From: Ingo Schwarze <schwarze@usta.de>
To: tech@mdocml.bsd.lv
Cc: jmc@openbsd.org
Subject: implement .de
Date: Tue, 23 Nov 2010 00:29:55 +0100 [thread overview]
Message-ID: <20101122232955.GA17247@iris.usta.de> (raw)
Hi,
as i hoped, i did find a bit of time to finish the first step of the
.de implementation that i started on the train back from Budapest.
I'm including Jason because this is relevant new functionality,
even though we don't need it for base. In case we digress into
implementation technicalities, we can probably drop him from the Cc:.

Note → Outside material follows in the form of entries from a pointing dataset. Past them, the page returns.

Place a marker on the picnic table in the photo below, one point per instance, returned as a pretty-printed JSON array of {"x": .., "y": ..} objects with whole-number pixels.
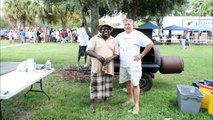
[{"x": 14, "y": 82}]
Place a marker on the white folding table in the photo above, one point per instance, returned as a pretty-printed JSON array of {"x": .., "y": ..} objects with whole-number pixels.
[{"x": 14, "y": 82}]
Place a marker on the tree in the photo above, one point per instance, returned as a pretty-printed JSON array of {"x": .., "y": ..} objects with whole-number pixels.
[{"x": 17, "y": 11}]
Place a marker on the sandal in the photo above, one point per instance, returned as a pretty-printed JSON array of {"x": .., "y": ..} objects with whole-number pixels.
[{"x": 128, "y": 103}]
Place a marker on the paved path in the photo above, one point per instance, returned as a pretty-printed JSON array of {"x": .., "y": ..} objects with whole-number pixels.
[
  {"x": 6, "y": 67},
  {"x": 14, "y": 45}
]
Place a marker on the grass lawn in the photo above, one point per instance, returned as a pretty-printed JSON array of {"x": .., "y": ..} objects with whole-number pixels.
[
  {"x": 70, "y": 100},
  {"x": 5, "y": 42}
]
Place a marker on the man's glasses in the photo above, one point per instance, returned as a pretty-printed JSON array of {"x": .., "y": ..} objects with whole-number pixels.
[{"x": 105, "y": 28}]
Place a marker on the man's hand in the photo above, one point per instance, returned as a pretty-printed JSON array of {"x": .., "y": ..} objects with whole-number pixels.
[
  {"x": 101, "y": 59},
  {"x": 137, "y": 57}
]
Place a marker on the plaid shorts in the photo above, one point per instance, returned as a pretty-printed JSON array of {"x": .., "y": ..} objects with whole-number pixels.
[{"x": 101, "y": 86}]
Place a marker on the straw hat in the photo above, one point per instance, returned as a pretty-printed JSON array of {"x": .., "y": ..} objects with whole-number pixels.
[{"x": 105, "y": 25}]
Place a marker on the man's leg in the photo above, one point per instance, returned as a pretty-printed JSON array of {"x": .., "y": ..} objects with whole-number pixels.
[
  {"x": 136, "y": 92},
  {"x": 129, "y": 90},
  {"x": 85, "y": 60},
  {"x": 92, "y": 109}
]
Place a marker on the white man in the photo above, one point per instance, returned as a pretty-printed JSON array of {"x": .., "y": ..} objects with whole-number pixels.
[{"x": 130, "y": 41}]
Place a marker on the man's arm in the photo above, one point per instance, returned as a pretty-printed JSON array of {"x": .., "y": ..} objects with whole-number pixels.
[
  {"x": 95, "y": 55},
  {"x": 144, "y": 52}
]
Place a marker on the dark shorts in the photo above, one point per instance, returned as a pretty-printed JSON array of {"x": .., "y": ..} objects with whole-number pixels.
[{"x": 82, "y": 50}]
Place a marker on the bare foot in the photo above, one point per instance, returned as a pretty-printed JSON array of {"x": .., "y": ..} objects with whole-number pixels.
[{"x": 105, "y": 99}]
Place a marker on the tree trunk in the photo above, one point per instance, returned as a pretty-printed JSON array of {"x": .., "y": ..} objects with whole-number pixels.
[
  {"x": 46, "y": 22},
  {"x": 94, "y": 17}
]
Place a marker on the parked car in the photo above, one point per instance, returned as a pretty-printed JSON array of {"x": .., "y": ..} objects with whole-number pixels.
[{"x": 4, "y": 34}]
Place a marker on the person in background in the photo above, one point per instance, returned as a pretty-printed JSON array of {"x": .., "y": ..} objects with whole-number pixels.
[
  {"x": 183, "y": 41},
  {"x": 22, "y": 35},
  {"x": 103, "y": 49},
  {"x": 130, "y": 41},
  {"x": 10, "y": 34},
  {"x": 83, "y": 40}
]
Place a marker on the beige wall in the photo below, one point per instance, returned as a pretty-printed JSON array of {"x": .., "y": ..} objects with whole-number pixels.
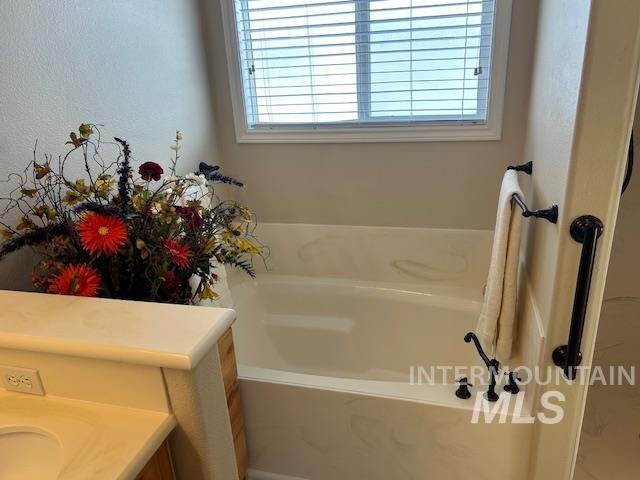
[
  {"x": 582, "y": 102},
  {"x": 441, "y": 184},
  {"x": 135, "y": 66}
]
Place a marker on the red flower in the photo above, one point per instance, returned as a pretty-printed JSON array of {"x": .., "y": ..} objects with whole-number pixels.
[
  {"x": 80, "y": 280},
  {"x": 101, "y": 234},
  {"x": 150, "y": 171},
  {"x": 191, "y": 216},
  {"x": 178, "y": 252},
  {"x": 170, "y": 283}
]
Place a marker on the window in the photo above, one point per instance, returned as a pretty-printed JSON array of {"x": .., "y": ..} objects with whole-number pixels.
[{"x": 331, "y": 70}]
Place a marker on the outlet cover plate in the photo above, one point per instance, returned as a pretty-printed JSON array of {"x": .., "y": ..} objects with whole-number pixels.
[{"x": 19, "y": 379}]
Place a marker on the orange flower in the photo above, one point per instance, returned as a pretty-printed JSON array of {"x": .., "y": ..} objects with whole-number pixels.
[
  {"x": 80, "y": 280},
  {"x": 179, "y": 253},
  {"x": 102, "y": 234}
]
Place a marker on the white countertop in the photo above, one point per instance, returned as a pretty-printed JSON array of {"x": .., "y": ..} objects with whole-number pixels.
[
  {"x": 145, "y": 333},
  {"x": 98, "y": 441}
]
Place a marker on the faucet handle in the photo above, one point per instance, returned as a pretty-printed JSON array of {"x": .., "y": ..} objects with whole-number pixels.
[{"x": 463, "y": 390}]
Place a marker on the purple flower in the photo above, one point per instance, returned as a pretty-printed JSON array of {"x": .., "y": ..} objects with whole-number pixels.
[
  {"x": 191, "y": 216},
  {"x": 150, "y": 171}
]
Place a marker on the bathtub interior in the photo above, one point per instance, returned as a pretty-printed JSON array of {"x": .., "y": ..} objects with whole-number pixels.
[
  {"x": 349, "y": 329},
  {"x": 325, "y": 339},
  {"x": 365, "y": 303}
]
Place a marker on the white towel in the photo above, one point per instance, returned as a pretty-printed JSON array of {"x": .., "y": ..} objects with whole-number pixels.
[{"x": 496, "y": 325}]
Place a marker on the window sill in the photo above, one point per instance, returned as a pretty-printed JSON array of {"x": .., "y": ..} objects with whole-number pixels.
[{"x": 371, "y": 134}]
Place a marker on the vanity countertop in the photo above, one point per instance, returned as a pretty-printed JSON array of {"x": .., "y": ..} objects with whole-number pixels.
[
  {"x": 97, "y": 441},
  {"x": 144, "y": 333}
]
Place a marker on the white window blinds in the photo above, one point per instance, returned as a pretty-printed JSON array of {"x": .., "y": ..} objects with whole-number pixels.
[{"x": 343, "y": 62}]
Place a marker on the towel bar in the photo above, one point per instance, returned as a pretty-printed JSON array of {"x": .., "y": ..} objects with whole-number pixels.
[{"x": 550, "y": 214}]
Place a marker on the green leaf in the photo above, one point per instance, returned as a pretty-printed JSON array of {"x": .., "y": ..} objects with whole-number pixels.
[{"x": 85, "y": 130}]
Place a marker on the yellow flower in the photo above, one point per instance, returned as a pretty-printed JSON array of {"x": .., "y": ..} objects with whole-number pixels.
[
  {"x": 208, "y": 293},
  {"x": 246, "y": 245},
  {"x": 25, "y": 224}
]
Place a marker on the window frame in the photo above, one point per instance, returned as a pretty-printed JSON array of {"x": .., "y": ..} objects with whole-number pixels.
[{"x": 392, "y": 131}]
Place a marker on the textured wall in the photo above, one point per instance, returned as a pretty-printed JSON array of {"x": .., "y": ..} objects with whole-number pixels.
[
  {"x": 435, "y": 184},
  {"x": 135, "y": 66}
]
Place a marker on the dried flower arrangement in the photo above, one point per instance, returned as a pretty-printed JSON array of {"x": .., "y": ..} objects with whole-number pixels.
[{"x": 112, "y": 234}]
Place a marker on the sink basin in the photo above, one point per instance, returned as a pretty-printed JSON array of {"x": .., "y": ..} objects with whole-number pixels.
[{"x": 29, "y": 452}]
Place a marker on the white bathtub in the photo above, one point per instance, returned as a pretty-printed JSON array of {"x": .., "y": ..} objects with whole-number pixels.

The patch against OpenBSD shown below implements:
- defining roff macros using
.de mymacro
definition
..
The definition may be one or more lines.
It may or may not contain macros; typically, it will.
Custom end macros are also supported.
- using roff macros as in
.mymacro
Variable macro arguments are not yet supported.

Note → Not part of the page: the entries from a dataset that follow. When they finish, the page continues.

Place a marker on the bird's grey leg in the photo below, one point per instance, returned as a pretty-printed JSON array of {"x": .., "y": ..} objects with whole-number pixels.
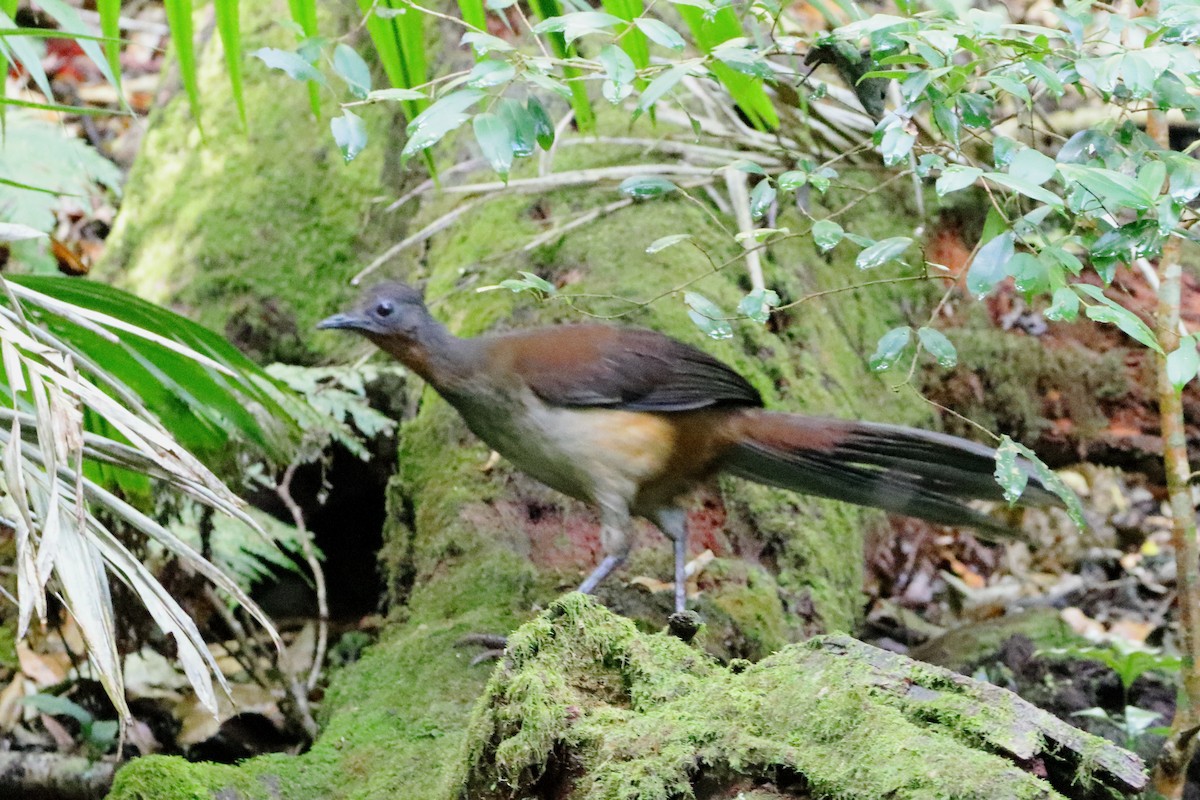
[
  {"x": 673, "y": 522},
  {"x": 615, "y": 540}
]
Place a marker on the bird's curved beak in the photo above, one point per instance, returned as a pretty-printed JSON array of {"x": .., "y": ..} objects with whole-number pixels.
[{"x": 341, "y": 322}]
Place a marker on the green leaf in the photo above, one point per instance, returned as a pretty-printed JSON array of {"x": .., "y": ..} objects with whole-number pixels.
[
  {"x": 1035, "y": 465},
  {"x": 353, "y": 70},
  {"x": 1110, "y": 188},
  {"x": 939, "y": 347},
  {"x": 990, "y": 264},
  {"x": 396, "y": 94},
  {"x": 646, "y": 186},
  {"x": 543, "y": 127},
  {"x": 882, "y": 252},
  {"x": 1031, "y": 166},
  {"x": 521, "y": 124},
  {"x": 826, "y": 234},
  {"x": 757, "y": 305},
  {"x": 660, "y": 32},
  {"x": 957, "y": 178},
  {"x": 745, "y": 61},
  {"x": 761, "y": 198},
  {"x": 1063, "y": 307},
  {"x": 1030, "y": 275},
  {"x": 289, "y": 62},
  {"x": 1024, "y": 187},
  {"x": 24, "y": 53},
  {"x": 660, "y": 86},
  {"x": 17, "y": 232},
  {"x": 349, "y": 133},
  {"x": 229, "y": 29},
  {"x": 580, "y": 23},
  {"x": 897, "y": 143},
  {"x": 889, "y": 349},
  {"x": 663, "y": 242},
  {"x": 792, "y": 180},
  {"x": 1183, "y": 362},
  {"x": 484, "y": 43},
  {"x": 439, "y": 119},
  {"x": 619, "y": 73},
  {"x": 491, "y": 73},
  {"x": 495, "y": 138},
  {"x": 1111, "y": 312},
  {"x": 1008, "y": 470},
  {"x": 707, "y": 316}
]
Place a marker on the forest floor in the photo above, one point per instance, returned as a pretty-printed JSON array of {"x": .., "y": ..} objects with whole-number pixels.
[{"x": 1077, "y": 623}]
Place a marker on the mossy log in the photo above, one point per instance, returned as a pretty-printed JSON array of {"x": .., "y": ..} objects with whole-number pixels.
[
  {"x": 475, "y": 547},
  {"x": 586, "y": 707}
]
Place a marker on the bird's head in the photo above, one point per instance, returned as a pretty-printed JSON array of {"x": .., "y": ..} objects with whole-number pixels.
[{"x": 388, "y": 311}]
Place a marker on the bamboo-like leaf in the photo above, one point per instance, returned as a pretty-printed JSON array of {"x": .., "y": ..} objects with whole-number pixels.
[
  {"x": 179, "y": 18},
  {"x": 17, "y": 48},
  {"x": 111, "y": 29},
  {"x": 585, "y": 116},
  {"x": 745, "y": 90},
  {"x": 304, "y": 13},
  {"x": 70, "y": 22},
  {"x": 229, "y": 28},
  {"x": 473, "y": 13}
]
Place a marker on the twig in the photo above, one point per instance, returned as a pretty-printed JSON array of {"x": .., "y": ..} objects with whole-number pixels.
[
  {"x": 582, "y": 220},
  {"x": 318, "y": 575},
  {"x": 576, "y": 178},
  {"x": 429, "y": 230},
  {"x": 736, "y": 182}
]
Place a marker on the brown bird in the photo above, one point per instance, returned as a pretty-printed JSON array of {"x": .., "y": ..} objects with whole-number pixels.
[{"x": 631, "y": 421}]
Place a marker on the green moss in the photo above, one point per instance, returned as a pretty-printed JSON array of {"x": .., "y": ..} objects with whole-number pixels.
[
  {"x": 586, "y": 707},
  {"x": 238, "y": 227},
  {"x": 1005, "y": 378}
]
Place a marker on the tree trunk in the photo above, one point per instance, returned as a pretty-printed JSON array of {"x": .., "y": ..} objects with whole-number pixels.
[{"x": 270, "y": 224}]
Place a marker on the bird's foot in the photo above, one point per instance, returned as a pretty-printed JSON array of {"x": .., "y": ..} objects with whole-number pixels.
[
  {"x": 684, "y": 625},
  {"x": 493, "y": 645}
]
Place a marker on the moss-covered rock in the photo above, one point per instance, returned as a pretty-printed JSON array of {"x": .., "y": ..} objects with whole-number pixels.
[
  {"x": 237, "y": 227},
  {"x": 585, "y": 707}
]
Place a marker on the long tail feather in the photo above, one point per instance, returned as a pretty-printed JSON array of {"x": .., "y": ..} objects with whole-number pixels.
[{"x": 904, "y": 470}]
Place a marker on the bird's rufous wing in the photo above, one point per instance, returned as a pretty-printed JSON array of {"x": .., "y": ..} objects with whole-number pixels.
[{"x": 599, "y": 366}]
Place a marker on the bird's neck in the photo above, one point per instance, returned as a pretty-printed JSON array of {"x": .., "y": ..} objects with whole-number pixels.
[{"x": 444, "y": 360}]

When this goes in, variable arguments will be the next step.
- defining roff strings using
.ds mystring replacement
This is not new, but still works.
- using roff strings as in
\*[mystring]
This is not new, but still works.
- using macros as strings as in
\*[mymacro]
For example,
.de mine
.I italic
.B bold
roman
..
.TH DSMULTI 1 "October 31, 2010"
.SH NAME
dsmulti \- multi-line string usage
.SH DESCRIPTION
prefix text (\*[mine]) postfix test
.nf
prefix text (\*[mine]) postfix test
.fi
- using strings as macros as in
.mystring
Note that the next line will be appended to the expanded value.
Here is my favourite:
.ds mine .S
.TH DSMACRO 1 "October 31, 2010"
.mine
H NAME
dsmacro \- abusing strings as macros
.mine
H DESCRIPTION
text
Changes to roff.c:
* Handling of macro definitions:
- struct roffnode needs a new member *name for .de nodes:
The name must be fed into roffnode_push(),
and it must be freed in roffnode_pop().
- roff_block[|_sub|_text]() get handling code for .de.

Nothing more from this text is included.